All Artwork ©1991-2019 S. Ross Browne

Photo by Kelly Boston

S. Ross Browne studied Communication Art and Design at Virginia Commonwealth University, in Richmond, VA and Photography at The Corcoran School of the Arts in Washington, DC. He is also an alumnus of The Miller School of Albemarle in Charlottesville, Virginia.

Browne is a professional studio artist with over 23 years experience. With an emphasis on painting, he has exhibited domestically and internationally in over 70 gallery and museum exhibitions and is in multifarious private and public collections including the permanent collection of the Virginia Museum of Fine Arts. He has been the subject of print and video media from various news outlets including Style weekly, Baltimore Style, WCVE/Virginia Currents, MSNBC’s The Griot, The Huffington Post, The Washingtonian, Ebony, Richmond Times Dispatch, Richmond Free Press, The Washington Post, The International Review of African American Art, Grid Magazine, WTVR/CBS, Harlem Interviews, Urban Views Magazine and the Tom Joyner Foundation.

As an educator Ross was the Art Specialist for the VCU Health System where he practiced art therapy for and taught art to his various patients with an emphasis on pediatric hematology/oncology, infectious disease, brain injury and elder care. He was also an art educator for various support groups including Living Well for pediatric cancer support and the Richmond Brain Tumor Support Group.

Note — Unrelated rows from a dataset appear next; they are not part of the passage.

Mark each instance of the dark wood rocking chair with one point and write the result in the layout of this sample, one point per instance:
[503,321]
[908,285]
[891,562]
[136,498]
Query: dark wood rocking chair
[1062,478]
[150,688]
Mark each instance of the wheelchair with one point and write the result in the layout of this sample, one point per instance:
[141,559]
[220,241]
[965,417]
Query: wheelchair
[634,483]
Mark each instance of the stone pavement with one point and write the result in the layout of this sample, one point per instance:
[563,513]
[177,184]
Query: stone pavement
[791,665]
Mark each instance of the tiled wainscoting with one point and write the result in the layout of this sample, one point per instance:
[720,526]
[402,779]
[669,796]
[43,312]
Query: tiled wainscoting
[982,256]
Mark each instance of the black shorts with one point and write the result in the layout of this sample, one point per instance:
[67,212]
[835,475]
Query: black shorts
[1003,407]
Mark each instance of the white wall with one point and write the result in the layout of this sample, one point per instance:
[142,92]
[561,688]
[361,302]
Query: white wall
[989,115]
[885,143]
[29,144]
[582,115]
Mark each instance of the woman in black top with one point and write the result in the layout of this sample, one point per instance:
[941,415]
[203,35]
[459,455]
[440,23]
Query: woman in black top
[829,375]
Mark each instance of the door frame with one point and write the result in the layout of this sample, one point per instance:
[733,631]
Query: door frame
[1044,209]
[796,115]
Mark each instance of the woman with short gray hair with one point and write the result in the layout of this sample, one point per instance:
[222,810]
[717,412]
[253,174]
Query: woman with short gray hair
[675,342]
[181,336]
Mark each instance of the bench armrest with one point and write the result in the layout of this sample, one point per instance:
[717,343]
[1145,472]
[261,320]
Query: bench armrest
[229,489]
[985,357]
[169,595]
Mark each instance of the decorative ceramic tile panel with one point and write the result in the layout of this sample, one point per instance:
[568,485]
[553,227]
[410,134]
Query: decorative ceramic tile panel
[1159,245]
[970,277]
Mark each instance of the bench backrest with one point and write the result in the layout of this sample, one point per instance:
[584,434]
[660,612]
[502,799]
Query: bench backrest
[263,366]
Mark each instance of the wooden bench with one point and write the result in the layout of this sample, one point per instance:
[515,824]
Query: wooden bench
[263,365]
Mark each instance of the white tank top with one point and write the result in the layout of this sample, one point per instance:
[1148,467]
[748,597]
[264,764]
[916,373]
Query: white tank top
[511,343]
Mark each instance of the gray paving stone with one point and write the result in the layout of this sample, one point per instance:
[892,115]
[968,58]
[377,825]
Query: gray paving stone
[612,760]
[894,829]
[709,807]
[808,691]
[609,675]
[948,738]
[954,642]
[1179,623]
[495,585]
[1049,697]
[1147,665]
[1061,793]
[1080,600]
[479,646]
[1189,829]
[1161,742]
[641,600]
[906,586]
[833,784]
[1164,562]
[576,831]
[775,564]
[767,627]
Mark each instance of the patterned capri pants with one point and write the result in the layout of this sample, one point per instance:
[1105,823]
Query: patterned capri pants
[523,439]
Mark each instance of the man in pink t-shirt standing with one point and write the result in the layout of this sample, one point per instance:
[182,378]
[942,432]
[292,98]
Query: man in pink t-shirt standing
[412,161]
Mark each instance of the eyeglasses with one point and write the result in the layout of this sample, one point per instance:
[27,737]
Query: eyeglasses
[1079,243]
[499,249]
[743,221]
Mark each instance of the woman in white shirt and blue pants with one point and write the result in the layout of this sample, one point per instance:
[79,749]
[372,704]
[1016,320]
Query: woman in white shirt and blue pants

Browne was also an instructor for the Resident Associate Program at the The Smithsonian Institute in Washington, DC. and has taught art and design for inner city and at risk youth for the Fresh Air Fund of New York City, Weed and Seed, Project Ready and Art 180 of Richmond, VA.

His most recent adjudication was for the Alliance for Young Artists & Writers: Scholastic Art Awards.

As an illustrator his work has graced book covers from St. Martin’s Press and he has been a featured artist on the Directory of Illustration website and publication.

Browne, a recipient of numerous awards and honors, paints and writes out of his studio in Richmond, Virginia.